Our families evolve during our lifetimes. We see that with our own flesh and blood. Some years ago, my mother alluded to the fact that our families evolve by opining that she felt as if she at that time occupied the roles that her parents occupied just a few years past. Certainly she had her years of being a mother with young children then all of a sudden, she was holding grandchildren. The cycle continues. Now it's our turn. We're watching our own children grow and reproduce, hoping against hope that they would quit growing up already because we know that we are stepping into roles our parents had when they were our age.

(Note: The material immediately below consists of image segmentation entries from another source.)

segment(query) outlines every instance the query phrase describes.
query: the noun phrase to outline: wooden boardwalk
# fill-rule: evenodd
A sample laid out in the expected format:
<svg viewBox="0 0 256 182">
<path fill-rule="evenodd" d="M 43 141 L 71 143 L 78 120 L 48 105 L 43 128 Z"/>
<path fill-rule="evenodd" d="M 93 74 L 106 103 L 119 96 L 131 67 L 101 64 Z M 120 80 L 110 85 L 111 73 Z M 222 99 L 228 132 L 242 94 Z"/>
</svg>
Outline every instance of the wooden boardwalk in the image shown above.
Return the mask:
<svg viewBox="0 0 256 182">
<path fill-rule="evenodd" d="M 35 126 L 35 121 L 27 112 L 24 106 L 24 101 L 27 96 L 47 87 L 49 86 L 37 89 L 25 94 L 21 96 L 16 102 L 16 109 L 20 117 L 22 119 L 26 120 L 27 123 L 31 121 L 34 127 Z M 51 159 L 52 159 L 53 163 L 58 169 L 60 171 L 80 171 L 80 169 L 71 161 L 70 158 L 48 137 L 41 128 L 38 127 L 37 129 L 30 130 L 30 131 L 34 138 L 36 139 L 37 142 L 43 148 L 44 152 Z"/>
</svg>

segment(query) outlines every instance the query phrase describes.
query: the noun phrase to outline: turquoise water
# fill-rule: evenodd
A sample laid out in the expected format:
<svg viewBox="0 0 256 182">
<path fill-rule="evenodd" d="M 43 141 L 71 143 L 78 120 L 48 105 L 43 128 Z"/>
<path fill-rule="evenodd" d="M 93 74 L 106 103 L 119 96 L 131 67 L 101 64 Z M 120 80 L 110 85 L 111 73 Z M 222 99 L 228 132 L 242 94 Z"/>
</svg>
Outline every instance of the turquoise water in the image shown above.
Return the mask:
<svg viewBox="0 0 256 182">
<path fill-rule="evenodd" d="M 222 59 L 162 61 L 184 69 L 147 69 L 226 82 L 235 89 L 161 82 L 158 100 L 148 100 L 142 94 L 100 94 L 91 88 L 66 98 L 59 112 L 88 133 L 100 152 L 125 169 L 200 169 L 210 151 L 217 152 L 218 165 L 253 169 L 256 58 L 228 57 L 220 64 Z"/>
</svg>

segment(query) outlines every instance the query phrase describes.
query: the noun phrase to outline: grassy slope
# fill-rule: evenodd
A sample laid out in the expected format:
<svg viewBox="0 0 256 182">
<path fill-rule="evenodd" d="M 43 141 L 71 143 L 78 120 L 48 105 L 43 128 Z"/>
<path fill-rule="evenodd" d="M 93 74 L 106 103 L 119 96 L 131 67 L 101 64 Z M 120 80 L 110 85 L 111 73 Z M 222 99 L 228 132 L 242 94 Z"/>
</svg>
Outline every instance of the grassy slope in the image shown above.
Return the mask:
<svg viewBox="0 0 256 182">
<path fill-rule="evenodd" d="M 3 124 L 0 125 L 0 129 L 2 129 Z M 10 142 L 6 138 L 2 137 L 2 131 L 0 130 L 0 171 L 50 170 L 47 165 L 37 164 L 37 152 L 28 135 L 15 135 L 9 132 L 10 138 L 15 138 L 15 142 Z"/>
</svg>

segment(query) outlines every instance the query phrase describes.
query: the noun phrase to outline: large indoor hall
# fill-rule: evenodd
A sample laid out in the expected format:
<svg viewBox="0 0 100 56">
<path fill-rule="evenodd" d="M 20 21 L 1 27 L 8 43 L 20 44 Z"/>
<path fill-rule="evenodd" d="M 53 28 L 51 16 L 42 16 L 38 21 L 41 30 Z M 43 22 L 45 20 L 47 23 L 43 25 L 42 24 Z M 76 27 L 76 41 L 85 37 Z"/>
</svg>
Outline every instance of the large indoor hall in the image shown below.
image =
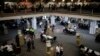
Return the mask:
<svg viewBox="0 0 100 56">
<path fill-rule="evenodd" d="M 100 56 L 99 0 L 0 0 L 0 56 Z"/>
</svg>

We have other families, too, aside from those who are immediately around us and the several extensions of nieces, nephews, second cousins and step-children. We have a young woman working with us at Lowe's... well, really, more than one young woman, who see their fellow employees as surrogate families who have shepherded them through the various pitfalls they have encountered. For the record, we celebrate their achievements as well. Just like family. I have noticed to some degree or another that in many of the places where I have worked there have been familial ties.

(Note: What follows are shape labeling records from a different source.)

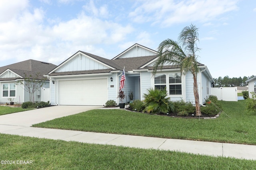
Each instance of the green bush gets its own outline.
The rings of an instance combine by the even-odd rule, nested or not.
[[[190,102],[185,102],[183,100],[178,100],[173,102],[175,113],[179,113],[185,111],[189,113],[196,112],[196,107]]]
[[[132,103],[130,104],[130,106],[133,111],[142,111],[145,109],[144,103],[140,100],[134,100]]]
[[[216,106],[211,103],[207,104],[206,106],[202,106],[200,107],[201,112],[206,115],[216,115],[220,111]]]
[[[249,92],[248,91],[243,91],[242,92],[244,99],[247,99],[249,98]]]
[[[186,110],[183,110],[178,112],[177,115],[179,116],[188,116],[188,113]]]
[[[246,100],[246,108],[248,111],[256,111],[256,94],[251,92],[252,98],[248,98]]]
[[[113,100],[108,100],[106,104],[105,104],[105,107],[115,107],[117,104],[116,102]]]
[[[143,94],[145,109],[144,111],[153,114],[167,113],[174,109],[172,103],[170,102],[170,98],[166,89],[161,90],[150,88],[147,90],[148,93]]]
[[[42,108],[48,107],[49,102],[39,102],[33,103],[31,102],[24,102],[21,105],[21,107],[23,109],[31,108]]]
[[[31,108],[35,107],[34,104],[31,102],[24,102],[21,105],[21,107],[23,109]]]
[[[48,107],[49,104],[48,102],[36,102],[34,104],[34,107],[36,108],[43,108]]]
[[[218,101],[218,98],[216,96],[210,95],[209,97],[205,100],[205,102],[209,102],[210,100],[214,103],[216,103]]]

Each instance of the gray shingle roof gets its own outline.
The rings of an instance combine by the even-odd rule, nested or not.
[[[38,78],[41,79],[45,78],[44,74],[46,74],[56,66],[51,63],[30,59],[1,67],[0,74],[9,69],[22,77],[24,77],[25,74],[28,76],[31,75],[34,77],[36,74],[39,73]],[[20,78],[14,79],[16,78]],[[0,81],[13,80],[14,78],[0,78]]]

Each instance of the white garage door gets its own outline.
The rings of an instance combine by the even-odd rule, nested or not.
[[[107,79],[58,82],[59,104],[103,106],[108,100]]]

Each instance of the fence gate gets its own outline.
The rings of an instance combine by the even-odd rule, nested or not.
[[[44,102],[50,101],[50,88],[43,87],[41,90],[41,101]]]
[[[237,87],[212,88],[211,94],[219,100],[237,102]]]

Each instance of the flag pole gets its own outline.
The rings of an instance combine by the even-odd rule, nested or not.
[[[125,66],[124,66],[124,71],[125,71]],[[126,77],[125,76],[125,80],[126,80]],[[127,85],[127,84],[126,84]],[[126,91],[126,86],[125,86],[125,93],[126,94],[126,109],[127,108],[127,91]]]

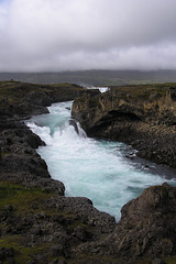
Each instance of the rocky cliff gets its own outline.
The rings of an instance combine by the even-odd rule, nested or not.
[[[139,156],[176,167],[175,86],[111,87],[76,99],[73,118],[90,136],[125,142]]]
[[[79,87],[59,88],[0,84],[0,263],[175,263],[175,187],[144,190],[122,208],[116,223],[89,199],[65,197],[64,184],[51,178],[35,152],[44,142],[22,119],[86,94]]]

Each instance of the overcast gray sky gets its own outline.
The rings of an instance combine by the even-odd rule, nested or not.
[[[0,0],[0,72],[176,69],[176,0]]]

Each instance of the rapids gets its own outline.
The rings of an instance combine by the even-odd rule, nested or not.
[[[72,103],[54,103],[48,107],[48,114],[28,121],[30,129],[46,143],[37,152],[51,176],[64,183],[66,196],[88,197],[97,209],[119,220],[121,207],[144,188],[163,182],[176,184],[127,158],[125,144],[89,139],[79,123],[77,133],[69,124]]]

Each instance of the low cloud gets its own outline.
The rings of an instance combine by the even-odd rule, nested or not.
[[[176,69],[175,0],[1,0],[0,72]]]

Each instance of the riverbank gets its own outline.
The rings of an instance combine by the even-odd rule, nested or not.
[[[138,156],[176,168],[174,84],[111,87],[75,100],[73,118],[89,136],[125,142]]]
[[[38,264],[132,264],[176,260],[176,188],[151,187],[114,218],[87,198],[64,196],[35,148],[44,142],[22,122],[82,88],[0,84],[0,261]],[[89,97],[89,96],[88,96]],[[140,231],[140,232],[139,232]]]

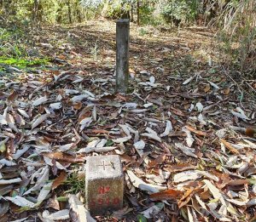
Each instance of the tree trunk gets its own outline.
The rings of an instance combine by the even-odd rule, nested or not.
[[[71,7],[70,7],[70,1],[67,0],[67,9],[68,9],[68,21],[72,23],[72,14],[71,14]]]
[[[133,21],[133,3],[131,6],[131,21]]]
[[[140,1],[137,0],[137,24],[140,25]]]

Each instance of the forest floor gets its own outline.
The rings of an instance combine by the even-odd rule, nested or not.
[[[1,222],[81,219],[86,157],[108,154],[123,162],[124,208],[87,221],[255,221],[256,81],[218,62],[213,31],[131,24],[126,95],[113,21],[8,31]]]

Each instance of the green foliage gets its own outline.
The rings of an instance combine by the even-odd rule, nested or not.
[[[79,192],[83,193],[85,191],[84,178],[80,177],[77,172],[72,174],[64,184],[68,187],[65,193],[77,194]]]
[[[47,63],[48,63],[47,59],[26,60],[26,59],[0,57],[0,64],[15,65],[19,68],[26,68],[28,66],[46,65]]]
[[[241,72],[256,68],[256,2],[230,1],[218,18],[218,40],[228,60],[238,65]],[[252,56],[254,56],[251,58]]]
[[[191,22],[198,14],[199,1],[169,0],[162,9],[162,14],[167,22]]]

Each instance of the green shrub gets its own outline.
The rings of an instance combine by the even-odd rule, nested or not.
[[[169,0],[162,9],[162,15],[166,22],[178,25],[194,21],[198,9],[199,1],[196,0]]]

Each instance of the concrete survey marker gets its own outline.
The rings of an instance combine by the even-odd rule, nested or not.
[[[124,173],[117,155],[88,157],[85,172],[85,204],[92,214],[123,207]]]

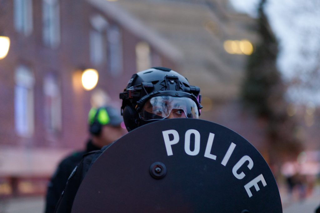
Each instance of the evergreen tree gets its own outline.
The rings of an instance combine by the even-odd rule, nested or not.
[[[270,156],[279,152],[296,154],[302,147],[296,136],[296,122],[286,113],[286,87],[276,65],[278,44],[264,11],[266,3],[261,0],[258,9],[260,40],[249,59],[242,99],[246,107],[267,123]]]

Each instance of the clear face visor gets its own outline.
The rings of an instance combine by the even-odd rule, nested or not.
[[[149,121],[164,118],[199,118],[196,103],[187,97],[160,95],[148,100],[139,112],[142,120]]]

One family I have been discovering more and more lately has been the family of people with whom I had attended High School. I had really not given many of those people much thought for quite some time (for which i humbly apologize), electing to cocoon myself in my own little corner pretending not to notice. Via Facebook I have rediscovered many of those people with whom I spent some of the best days of my life... and I'm starting to appreciate just how much I really miss some of those people.
How much came into focus last weekend. There have been members of our High School class who had passed on throughout the years, but it took the death of Dr. Holly Barrows to pull into sharp focus how much I appreciate some of the people I grew up with. Quite honestly, I was shocked. She was practically the girl next door. She was accepted and loved by quite a number of us for who she was and will be mourned by many just for that reason. My regret is that I have not had the chance to know her and appreciate her better.

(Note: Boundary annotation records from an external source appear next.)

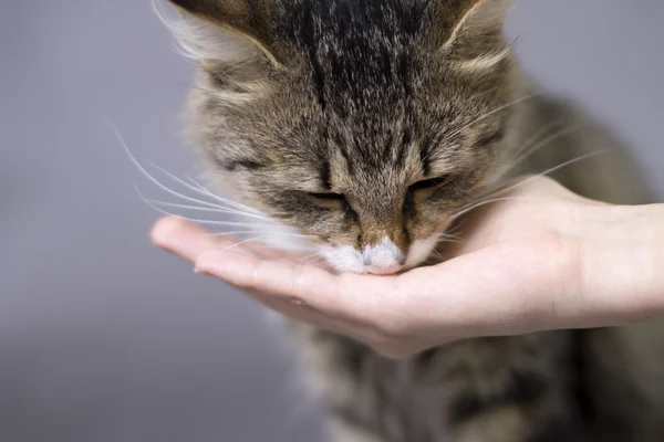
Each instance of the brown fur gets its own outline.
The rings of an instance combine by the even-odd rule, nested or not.
[[[188,117],[215,182],[313,243],[362,250],[386,234],[405,256],[494,186],[598,149],[612,154],[553,176],[589,198],[649,201],[619,141],[569,104],[528,98],[500,30],[507,1],[174,3],[256,50],[201,60]],[[513,164],[556,122],[580,128]],[[394,361],[292,325],[344,442],[658,441],[661,327],[475,339]]]

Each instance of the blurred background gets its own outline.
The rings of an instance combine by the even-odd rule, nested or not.
[[[523,63],[632,146],[664,190],[664,2],[528,0]],[[193,67],[148,0],[0,10],[0,441],[322,441],[260,308],[151,245],[132,151],[194,170]]]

I hope that I don't have too many more regrets. This past summer I have been making up for lost time, reconnecting with an extended family from which I have been estranged for too many years. I appreciate couples who have been loyal to each other like Jim and Debbie or Howard and Vickie. There's Kay, who has apparently had a bad relationship, but has, like me, bounced back and landed on two feet. There's the 'Harley' contingent... Don I can understand, but Jane??? (You go, girl!). For once I find myself looking forward to the next big class reunion, an event I have shut myself out of for mfffty mmfffft years. Hope I can make it.
(Photograph of young Miss Virginia and her step-grandfather courtesy of the Lovely Miss Carol)
Be Seeing You!
The death of Holly Barrows shook me a bit as well. Not the girl next door, but the girl from half a block up the road - close enough. She and her sisters are frozen in time in minds eye as being in their teens and early twenties. To say anything about the passing of time is almost humorous for anyone who went into the Barrow home in the 70s. Remember the clocks?